Sec. Raimondo said the Commerce Department plans to award $39 billion of the $52 billion by this summer that Congress appropriated last year as part of the CHIPS and Science Act (PL 117-167), which aims to restore U.S. competitiveness in semiconductor manufacturing as well as research in several advanced technologies. Another $11 billion would go to establishing research and development centers in collaboration with universities, companies, and allies worldwide. Details about this portion are forthcoming.
According to Sec. Raimondo, the federal dollars are “intended to incentivize companies to manufacture semiconductors in America. We need to make sure that at the end, the United States has at least two new large-scale clusters” of manufacturing facilities that produce leading-edge chips.
Lawmakers and the Biden administration have said that the legislation aims to reverse the decline in U.S. chip manufacturing, which fell to 11 percent of the global fabrication capacity in 2019 compared with 40 percent in 1990. Taiwan Semiconductor Manufacturing Company (“TSMC”) and South Korea’s Samsung are the world’s leading producers, while China invests heavily to build capacity.
Sec. Raimondo said the United States depends on TSMC for 92 percent of the high-end chips needed in various industries.
Intel, Micron, IBM, Global Foundries, Samsung, TSMC, and others have tied their plans to build or expand semiconductor fabrication facilities, or fabs, in the United States to get federal grants.

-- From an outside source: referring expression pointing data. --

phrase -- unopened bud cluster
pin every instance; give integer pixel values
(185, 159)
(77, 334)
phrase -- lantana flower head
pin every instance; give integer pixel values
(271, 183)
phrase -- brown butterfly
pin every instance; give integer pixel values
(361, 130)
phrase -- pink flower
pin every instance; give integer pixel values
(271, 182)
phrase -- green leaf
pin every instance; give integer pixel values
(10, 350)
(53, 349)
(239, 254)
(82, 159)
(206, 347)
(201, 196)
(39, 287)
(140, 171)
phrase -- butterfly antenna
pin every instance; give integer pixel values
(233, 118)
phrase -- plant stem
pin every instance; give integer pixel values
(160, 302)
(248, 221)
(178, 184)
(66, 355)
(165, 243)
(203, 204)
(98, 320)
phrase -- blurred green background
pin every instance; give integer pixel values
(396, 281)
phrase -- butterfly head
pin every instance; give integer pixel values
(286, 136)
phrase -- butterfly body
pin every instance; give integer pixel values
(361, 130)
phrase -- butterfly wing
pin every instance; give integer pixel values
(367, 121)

But it remains to be seen which company will win, the amount it will receive, and whether failure to win grants will diminish their investment plans.

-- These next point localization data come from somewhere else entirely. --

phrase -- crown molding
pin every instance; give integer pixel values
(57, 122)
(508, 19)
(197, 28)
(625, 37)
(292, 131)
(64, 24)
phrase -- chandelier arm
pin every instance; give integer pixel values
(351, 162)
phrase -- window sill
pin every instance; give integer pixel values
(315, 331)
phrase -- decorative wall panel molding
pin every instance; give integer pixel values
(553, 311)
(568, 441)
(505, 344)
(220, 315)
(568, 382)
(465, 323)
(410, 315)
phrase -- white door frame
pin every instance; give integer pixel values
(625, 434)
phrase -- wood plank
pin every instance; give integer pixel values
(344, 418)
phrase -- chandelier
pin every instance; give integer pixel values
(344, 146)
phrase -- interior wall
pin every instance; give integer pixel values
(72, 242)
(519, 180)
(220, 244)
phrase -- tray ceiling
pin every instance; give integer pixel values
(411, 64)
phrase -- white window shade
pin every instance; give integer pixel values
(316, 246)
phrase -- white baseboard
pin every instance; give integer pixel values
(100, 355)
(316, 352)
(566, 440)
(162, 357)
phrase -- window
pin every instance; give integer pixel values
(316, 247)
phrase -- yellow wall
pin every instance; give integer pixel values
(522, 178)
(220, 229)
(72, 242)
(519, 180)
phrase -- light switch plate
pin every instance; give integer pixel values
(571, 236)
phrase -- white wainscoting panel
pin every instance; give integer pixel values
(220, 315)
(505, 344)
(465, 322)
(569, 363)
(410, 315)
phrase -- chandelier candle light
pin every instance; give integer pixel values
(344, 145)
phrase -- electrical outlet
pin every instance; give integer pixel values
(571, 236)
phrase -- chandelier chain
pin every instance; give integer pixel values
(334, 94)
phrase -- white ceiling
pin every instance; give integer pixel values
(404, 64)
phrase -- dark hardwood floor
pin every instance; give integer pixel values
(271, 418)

Intel has said it could invest as much as $100 billion over the next decade to build one of the world’s largest chip-making complexes in Ohio that may include as many as eight fabs. Still, the initial investment is about $20 billion. The company also has facilities in Arizona and New Mexico.
Micron has said it plans to invest $100 billion over the next two decades to build fabs in upstate New York. TSMC and Samsung also are building U.S. facilities and expect to receive U.S. manufacturing incentives since the legislation does not distinguish between U.S. and foreign companies. TSMC is building a $12 billion facility in Arizona. Samsung is developing a $17 billion facility near Taylor, Texas, and has said it could invest up to $200 billion to expand its current facilities.